Cognitive behaviour therapy and medication in the treatment of obsessive–compulsive disorder
Abstract:O'Connor KP, Aardema F, Robillard S, Guay S, Pélissier M-C, Todorov C, Borgeat F, Leblanc V, Grenier S, Doucet P. Cognitive behaviour therapy and medication in the treatment of obsessive–compulsive disorder. Objective:
To compare cognitive behaviour therapy (CBT) with CBT plus medication; medication alone; and placebo in the treatment of adult obsessive–compulsive disorder (OCD). Method:
Forty-eight participants (43 completers) were recruited into two protocols.
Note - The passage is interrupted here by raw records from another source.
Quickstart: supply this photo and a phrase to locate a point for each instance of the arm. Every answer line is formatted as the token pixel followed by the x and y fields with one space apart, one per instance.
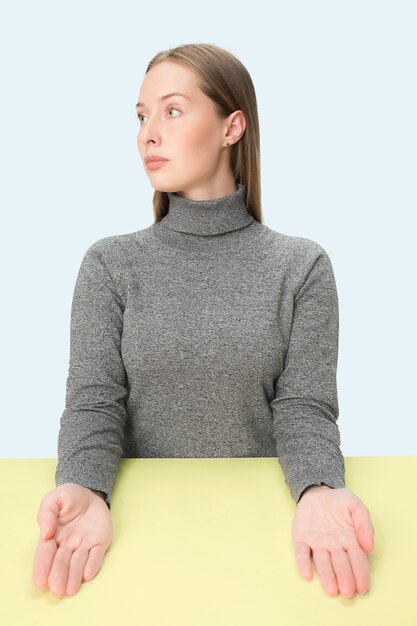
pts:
pixel 305 407
pixel 92 425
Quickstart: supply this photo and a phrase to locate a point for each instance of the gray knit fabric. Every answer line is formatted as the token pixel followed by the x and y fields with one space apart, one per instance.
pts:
pixel 206 334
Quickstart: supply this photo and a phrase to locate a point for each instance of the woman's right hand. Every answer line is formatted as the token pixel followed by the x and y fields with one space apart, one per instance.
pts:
pixel 79 533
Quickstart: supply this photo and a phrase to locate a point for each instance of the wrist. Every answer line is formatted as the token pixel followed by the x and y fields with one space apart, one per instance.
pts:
pixel 99 493
pixel 313 488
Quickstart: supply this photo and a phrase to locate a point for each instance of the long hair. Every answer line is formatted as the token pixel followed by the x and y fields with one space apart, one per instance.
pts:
pixel 224 79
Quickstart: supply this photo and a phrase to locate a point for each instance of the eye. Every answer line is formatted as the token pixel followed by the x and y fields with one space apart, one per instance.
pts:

In the first protocol, 21 people with OCD were randomly allocated to either a standard medication (fluvoxamine) or standard placebo condition for a 5-month period. Both these groups subsequently received CBT for a further 5 months. In the second protocol, 22 people with OCD received CBT, one group was already stabilized on an antidepressant of choice; the second group was drug naïve. Results:
All active treatments, but not the placebo, showed clinical improvement. There was no difference in treatment response to CBT regardless of whether participants had previously received medication or placebo. Conclusion:
CBT has a more specific antiobsessional effect than medication but CBT plus medication shows greatest overall clinical improvement in mood.